Relatively deep penetration of this index below 50 has normally resulted in a recession.
z ism_mfg_pic.png
Readings above 50 in the ISM manufacturing index signal month-to-month growth for U.S. manufacturing as a whole, while those below 50 indicate monthly contraction. For the economy as a whole, readings above 60 signal national GDP growth of 5 percent, while those below 43 signal GDP contraction.
z%20ism_mfg.png
It is interesting to note that ISM Manufacturing represents less than 10% of USA employment and approximately 20% of the business economy.
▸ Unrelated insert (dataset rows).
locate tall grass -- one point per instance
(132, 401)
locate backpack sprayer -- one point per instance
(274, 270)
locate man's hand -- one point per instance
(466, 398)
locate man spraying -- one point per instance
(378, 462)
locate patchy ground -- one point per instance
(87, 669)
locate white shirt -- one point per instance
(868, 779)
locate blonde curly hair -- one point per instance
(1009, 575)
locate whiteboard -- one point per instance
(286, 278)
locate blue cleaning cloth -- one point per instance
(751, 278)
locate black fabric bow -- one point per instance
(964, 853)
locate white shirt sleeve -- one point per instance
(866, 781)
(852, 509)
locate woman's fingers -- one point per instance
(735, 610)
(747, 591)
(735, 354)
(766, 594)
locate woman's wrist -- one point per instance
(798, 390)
Historically, it could be argued that the production portion of ISM Manufacturing leads the Fed’s Industrial Production index – however, the correlation is not strong when looking at trends.
However, holding this and other survey’s Econintersect follows accountable for their predictions, the following graph compares the hard data from Industrial Products manufacturing subindex (blue bar) and US Census manufacturing shipments (red bar) to the ISM Manufacturing Survey (purple bar).
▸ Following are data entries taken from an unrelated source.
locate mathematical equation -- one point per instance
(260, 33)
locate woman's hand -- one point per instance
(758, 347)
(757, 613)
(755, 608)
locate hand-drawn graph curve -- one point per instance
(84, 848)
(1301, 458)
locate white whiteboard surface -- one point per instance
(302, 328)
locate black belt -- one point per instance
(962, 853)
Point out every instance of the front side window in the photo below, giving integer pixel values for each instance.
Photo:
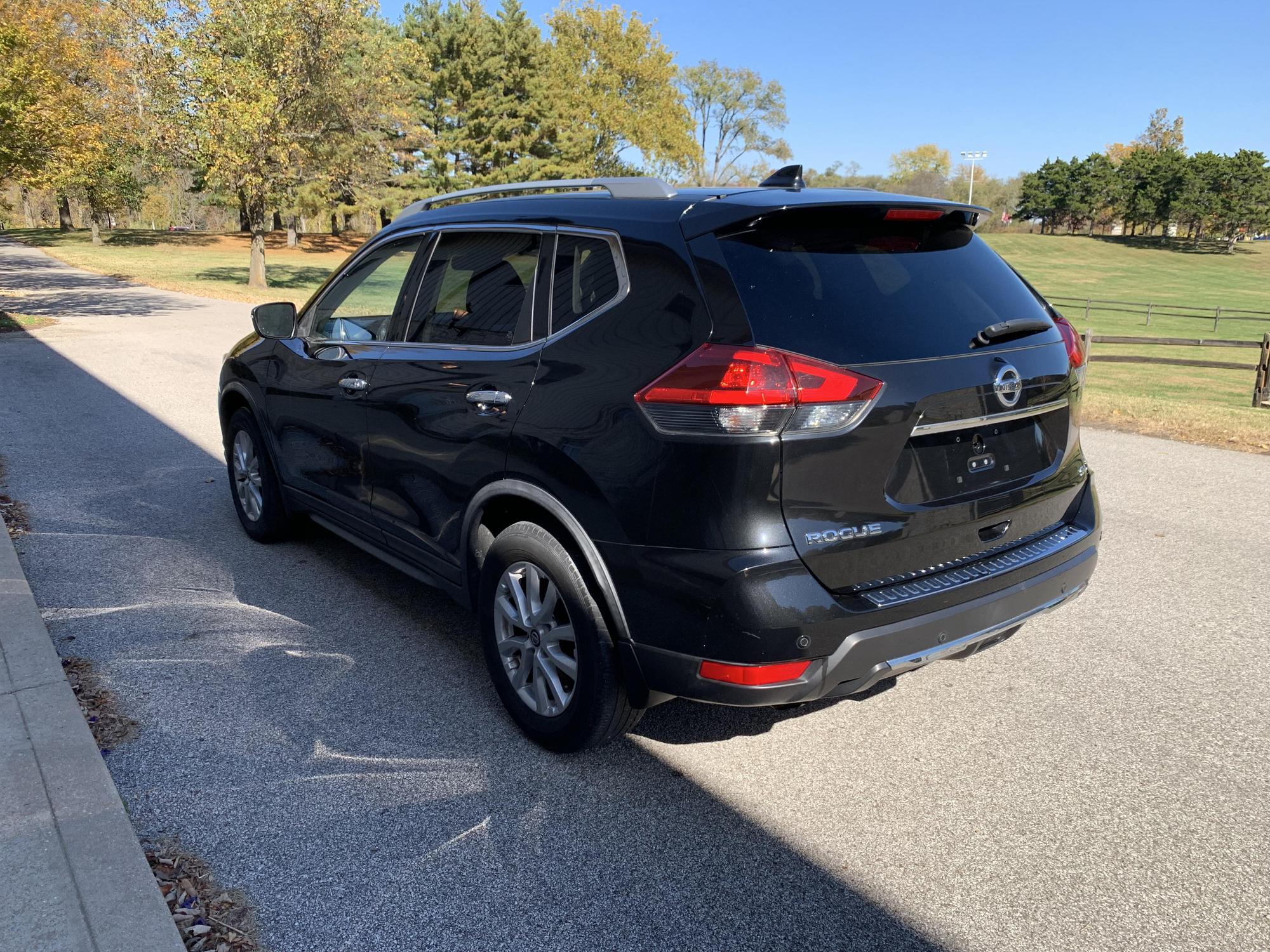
(363, 303)
(478, 290)
(586, 279)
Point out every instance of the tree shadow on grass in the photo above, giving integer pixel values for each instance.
(288, 277)
(1177, 246)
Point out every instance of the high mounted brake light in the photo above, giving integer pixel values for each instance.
(756, 392)
(914, 214)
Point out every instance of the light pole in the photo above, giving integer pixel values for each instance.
(972, 157)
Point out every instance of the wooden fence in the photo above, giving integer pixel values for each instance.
(1151, 309)
(1260, 385)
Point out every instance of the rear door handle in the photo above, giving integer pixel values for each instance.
(490, 402)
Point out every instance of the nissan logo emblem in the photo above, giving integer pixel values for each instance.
(1008, 387)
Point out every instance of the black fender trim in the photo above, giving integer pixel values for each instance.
(253, 406)
(637, 689)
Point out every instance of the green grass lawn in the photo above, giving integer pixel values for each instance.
(1145, 271)
(1198, 404)
(199, 263)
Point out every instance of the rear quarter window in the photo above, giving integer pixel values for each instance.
(846, 286)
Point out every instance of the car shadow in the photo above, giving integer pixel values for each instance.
(690, 723)
(322, 728)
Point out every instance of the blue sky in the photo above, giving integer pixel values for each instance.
(1022, 81)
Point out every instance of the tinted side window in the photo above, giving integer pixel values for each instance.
(361, 305)
(586, 279)
(478, 290)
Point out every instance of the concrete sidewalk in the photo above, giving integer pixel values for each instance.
(73, 875)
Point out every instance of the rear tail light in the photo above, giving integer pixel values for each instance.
(752, 675)
(1071, 341)
(756, 392)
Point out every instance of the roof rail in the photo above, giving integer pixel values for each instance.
(627, 187)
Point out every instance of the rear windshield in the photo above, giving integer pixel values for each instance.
(846, 286)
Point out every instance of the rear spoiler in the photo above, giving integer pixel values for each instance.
(725, 211)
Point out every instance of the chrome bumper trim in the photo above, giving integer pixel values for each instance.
(925, 430)
(947, 652)
(986, 568)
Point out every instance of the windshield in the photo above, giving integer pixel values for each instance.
(846, 286)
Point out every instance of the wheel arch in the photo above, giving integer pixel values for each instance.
(236, 397)
(505, 502)
(501, 503)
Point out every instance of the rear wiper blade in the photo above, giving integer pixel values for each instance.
(1023, 327)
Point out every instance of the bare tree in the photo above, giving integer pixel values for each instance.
(736, 115)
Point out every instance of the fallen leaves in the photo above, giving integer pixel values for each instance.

Caveats on the use of the ISM Manufacturing Index:
This is a survey, a quantification of opinion – not facts and data. However, as pointed out above, certain elements of this survey have good to excellent correlation to the economy. Surveys lead hard data by weeks to months and can provide early insight into changing conditions.
Many use ISM manufacturing for guidance in estimating manufacturing employment growth. Econintersect has run correlation coefficients for the ISM manufacturing employment and the BLS manufacturing employment data series above going back to 1988, using quarterly data. The coincident correlations are actually negative, but poor (r = -0.2 to -0.4 for various time periods examined). See here for definitions.
Before 2000 the ISM employment data had a weak positive correlation to the BLS data 4 to 7 quarters later (r values above 0.6). Since 2000 the correlations for ISM manufacturing employment as a leading indicator for the BLS manufacturing employment have been between 0 and 0.3 for r (correlation coefficient). These values define correlations as none to poor.
In other words, the ISM employment index is not useful in understanding manufacturing jobs growth.
The ISM employment index appears useful in predicting turning points which can lead the BLS data up to one year.